A Letter to All Believers: We are “intolerant”

Written By Joel Li, Singapore

Dear friends,

You may not like hear this, but I have to inform you that we, believers in Christ, are a group of intolerant people. Yes, Christianity is seen as a judgmental, hypocritical religion, and Christians are often labelled “bigots” for being unwilling to accept the viewpoints of others, while demanding that others listen to them.

Perhaps you’ve tried to be compassionate and peace-loving, but I’m come to realize that sometimes, that’s still not enough. Even in instances where we exhibit a willingness to listen, we may still be labelled “intolerant”, as long as we do not embrace differing opinions or behavior.

If you’ve been at the receiving end of such remarks, take heart—it’s not personal. As long as your desire is to follow Jesus wholeheartedly, these accusations will come. Just make sure, though, that this doesn’t happen because we look down on others, but because we look up to Jesus.
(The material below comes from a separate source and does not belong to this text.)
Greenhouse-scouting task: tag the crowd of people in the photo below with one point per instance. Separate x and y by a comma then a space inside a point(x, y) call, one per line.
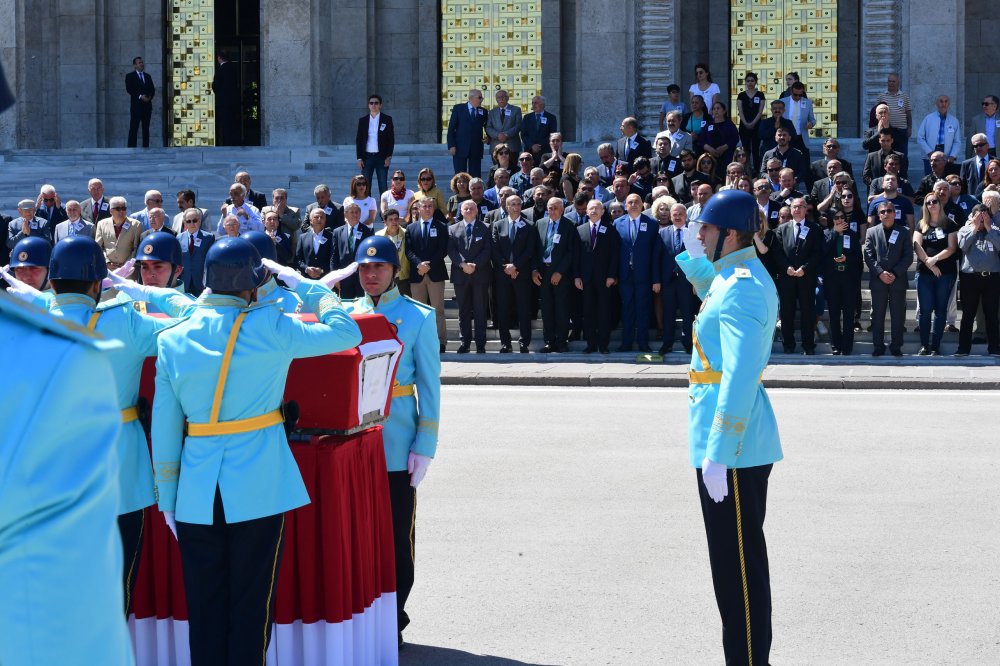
point(592, 246)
The truth is, Christianity is an extremely exclusive faith. Jesus says, “I am the way and the truth and the life. No one comes to the Father except through me” (John 14:6). If Jesus is the only way, then we can’t embrace any other ways to heaven. If the Bible says that we did nothing to earn our salvation—“For by grace you have been saved through faith. And this is not your own doing; it is the gift of God, not a result of works, so that no one may boast” (Ephesians 2:8-9)—then we can’t earn our salvation. We rely on Him alone, and no one else.

One of the biggest criticisms of Christianity is the firm stance it takes on morality, such as sexual immorality (1 Thessalonians 4:3-5), greed (1 Timothy 6:10), and homosexuality (Romans 1:26-28). We are seen as uncompromising.

Ever wondered what Jesus might say about all this? Some would probably describe Him as highly intolerant. In the Gospels, He is unabashed about upholding God’s truth and coming down hard on sin when He sees the need to. Yet, Jesus was equally unashamed about eating with and talking to sinners, whether they were tax collectors or prostitutes. He was intolerant when it came to sin and truth, but highly tolerant when it came to people.

As followers of Christ, we follow God’s definition of right and wrong. We believe in His truth—the Bible—so naturally, we cannot embrace alternative religions, ideologies, and lifestyles that God explicitly disapproves of. So, if you define “intolerant” as not embracing differing views—yes, it is true: Christians are indeed intolerant people.

But really, what does it mean to be intolerant?

If you check the Oxford dictionary, the word “tolerant” means the ability or willingness to acknowledge and allow the existence of opinions or behaviour that one dislikes or disagrees with.

Christians can do this. In fact, we are called to listen to and to love our neighbors—even if we disagree with their views and beliefs. But the Bible draws a very clear line when it comes to embracing other views. We cannot agree or support views that are not in line with God’s truth.

So what can we do when the world expects us to embrace its practices? Firstly, we must show respect to other ideas, yet stand firm in the truth. Christian apologist Ravi Zacharias says, “Truth cannot be sacrificed at the altar of pretended tolerance. Real tolerance is deference to all ideas, not indifference to the truth.”

Secondly, we must continue to be tolerant of others’ intolerance towards us. We need to respond with patience and love. Whatever is thrown our way, we need to “let [our] conversation be always full of grace, seasoned with salt, so that [we] may know how to answer everyone” (Colossians 4:6).

And, thirdly, let us always seek the truth in the Bible. We need to know what the Bible says, so that we can stand firm on its truths and live them out.